• Tout le monde sait ce qu’est cette figure de danse : on saute en l’air et on atterri au sol avec une jambe de chaque côté du corps. Ouah !, crie le public, quelle habilité !

    Puis le danseur se remet debout sur ses deux jambes qui, ô miracle !, sont au même endroit qu’au début. Ce n’était qu’une « figure » une « posture » et le très plastique danseur-charmeur, pas du tout écartelé malgré les apparences, redevient ce qu’il n’a jamais cessé d’être.

    En politique cela existe aussi, et la figure de danse la plus aboutie dans ce cas s’exécute moyennant non pas l’apprentissage du French Cancan mais la méthode dite de « triangulation » que Tony Blair et ses spins doctors n’ont pas inventé, mais ont porté au pinacle moderne.
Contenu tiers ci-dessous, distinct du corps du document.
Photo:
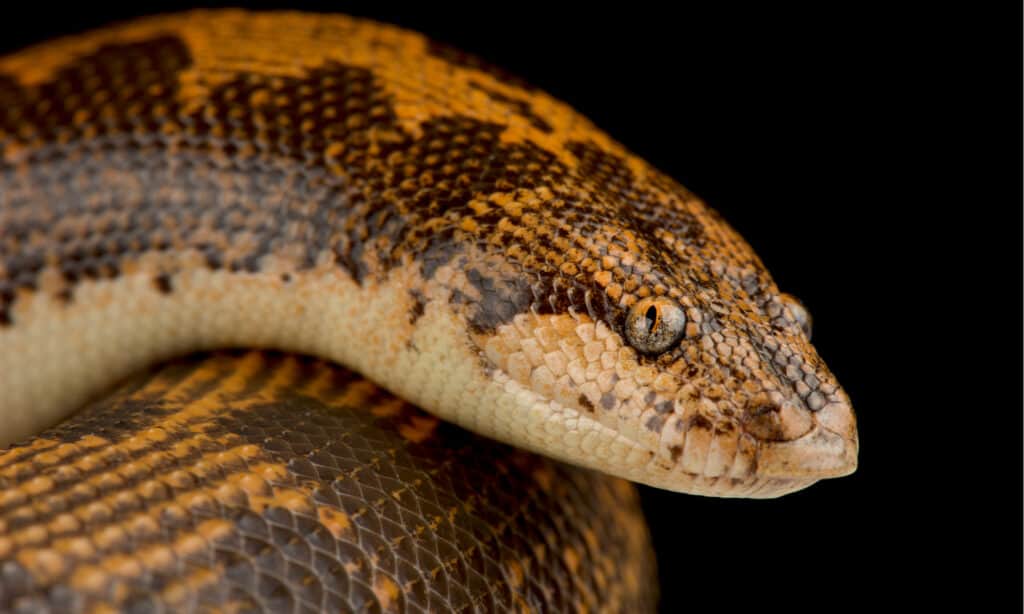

    C’est quoi, ce truc ? C’est l’antithèse de la « bonne foi citoyenne ». Un citoyen votant selon ses convictions est une sorte d’individu à l’ancienne, presque accroché à l’âge des cavernes, qui défend une idée, une position parce qu’elle lui paraît juste, meilleure que d’autres. On appelle cela parfois de l’idéologie, parfois du dogmatisme et c’est vrai pour les plus engoncés d’entre eux dans un corpus d’idées non révisables, quelque peu fossilisées. Ils existent un peu partout dans l’éventail politique, bien sûr, mais ils ne semblent pas être la majorité. La plupart des citoyens votants défendent sincèrement leurs idées parce qu’elles leur paraissent bonnes.

    A l’autre bout de cette catégorie, sautant sur ceux qui votent en considérant leur seul intérêt (voyez dans le Canard Enchainé de cette semaine l’encadre en 2è page : Depardieu, le grand ami du Président qui illustre parfaitement le raisonnement politique de cette large frange de « clients ») il y a les pros sans état d’âme, les rois de la manipulocratie, qui feront semblant de défendre une position, qu’ils en adhèrent ou pas, simplement parce qu’elle peut leur apporter des voix qu’autrement ils n’auraient jamais.

    Un exemple majeur est celui de Nicolas Sarkozy en 2007 citant Jaurès, histoire d’attirer à lui quelque « tièdes de gauche » peu informés sur celui qui parlait

    Un autre, plus actuel, choisi parmi les nombreux leurres du discours de Villepinte dimanche dernier est celui de la taxation des expatriés.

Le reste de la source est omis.